Google has now set the bar a little higher for Internet account security. Now the super-paranoid (like yours truly) can further secure their Gmail through the use of Google’s new two factor authentication system.
While not as cool as as using YubiKey for LastPass you can now use your phone to generate a one time password to gain access to your Google account. As I’ve covered before, you shouldn’t be using the same password for multiple online accounts, but you really shouldn’t be using your main email password for anything else, as it is the go-to place for account recovery. But even if you are, this additional layer of security will make compromising your account nearly impossible.
Over the next couple days, all Google account users should see the Account Settings page get updated with a “Using 2-step verification” link. Google Blog explains the process:
Take your time to carefully set up 2-step verification—we expect it may take up to 15 minutes to enroll.
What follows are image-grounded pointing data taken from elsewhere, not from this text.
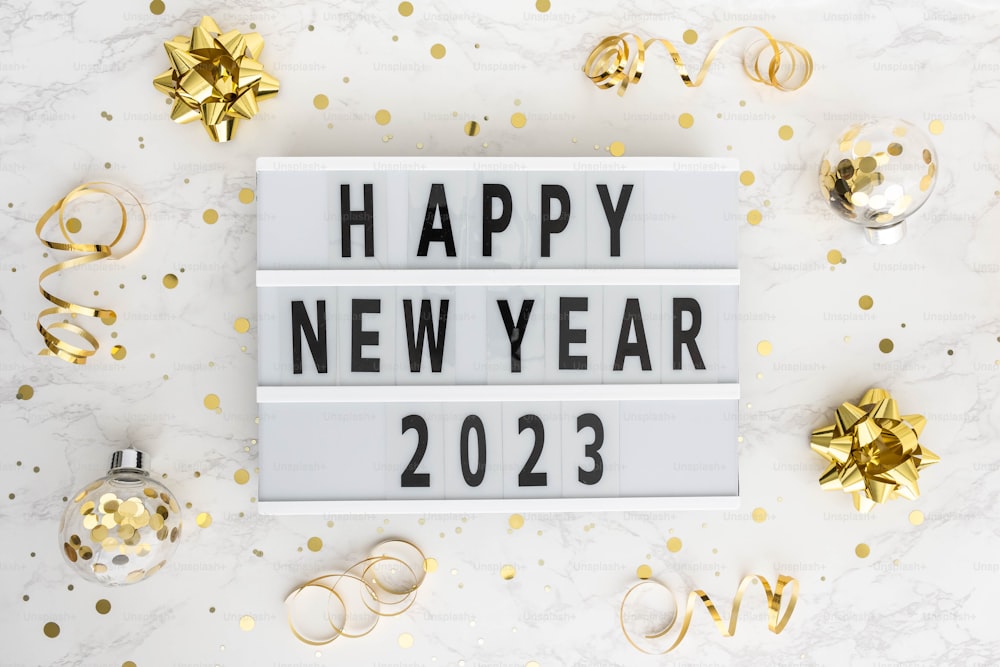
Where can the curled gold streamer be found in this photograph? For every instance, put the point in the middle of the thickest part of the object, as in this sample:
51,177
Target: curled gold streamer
612,63
54,345
776,621
874,452
370,588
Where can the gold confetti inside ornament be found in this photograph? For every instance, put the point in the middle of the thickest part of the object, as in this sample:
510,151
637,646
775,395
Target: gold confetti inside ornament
215,77
877,174
874,452
122,528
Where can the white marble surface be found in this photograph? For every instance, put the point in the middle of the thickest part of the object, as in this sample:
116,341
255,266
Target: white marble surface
925,595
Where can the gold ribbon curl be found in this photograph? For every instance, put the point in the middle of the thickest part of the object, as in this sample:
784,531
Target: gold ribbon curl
776,621
380,598
215,77
874,452
612,63
54,345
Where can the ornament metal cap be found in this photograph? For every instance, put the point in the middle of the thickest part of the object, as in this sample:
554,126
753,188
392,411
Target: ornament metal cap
128,459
A user-friendly set-up wizard will guide you through the process, including setting up a backup phone and creating backup codes in case you lose access to your primary phone. Once you enable 2-step verification, you’ll see an extra page that prompts you for a code when you sign in to your account. After entering your password, Google will call you with the code, send you an SMS message or give you the choice to generate the code for yourself using a mobile application on your Android, BlackBerry or iPhone device. The choice is up to you. When you enter this code after correctly submitting your password we’ll have a pretty good idea that the person signing in is actually you.
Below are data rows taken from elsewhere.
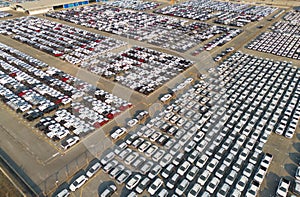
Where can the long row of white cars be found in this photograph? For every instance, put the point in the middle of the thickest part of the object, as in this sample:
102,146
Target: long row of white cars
163,31
282,39
70,44
227,13
208,141
31,87
141,69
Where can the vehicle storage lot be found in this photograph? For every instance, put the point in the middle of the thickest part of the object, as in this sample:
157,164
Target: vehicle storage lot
167,32
141,69
94,185
33,89
226,13
71,44
282,40
134,4
210,134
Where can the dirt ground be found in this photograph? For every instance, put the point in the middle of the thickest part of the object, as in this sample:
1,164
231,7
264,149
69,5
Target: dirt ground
7,188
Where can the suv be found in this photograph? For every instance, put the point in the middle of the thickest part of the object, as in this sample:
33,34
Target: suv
69,142
283,187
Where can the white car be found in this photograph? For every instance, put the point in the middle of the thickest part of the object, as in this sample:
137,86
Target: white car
202,161
69,142
166,98
63,193
260,175
118,133
297,175
78,183
195,190
183,168
266,160
132,122
155,186
213,184
252,190
133,181
241,184
203,177
182,187
108,191
283,188
93,170
223,191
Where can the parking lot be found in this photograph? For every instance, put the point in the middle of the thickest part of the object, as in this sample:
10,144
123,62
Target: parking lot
134,4
282,39
167,32
141,69
209,139
191,140
70,44
226,13
70,107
If you’re using chat clients, or ActiveSync on an iPhone that isn’t web based to verify the second one time password, you can also set up one-time application-specific passwords to sign in to your account. This means each device will have a specific access code, further decreasing the ability to compromise your account if that password is stolen.
While I do not currently have access to 2-step on my account, Frank activated it on his and said the process can be a bit daunting for the “average” user… but none of our visitors are average, so knock yourself out!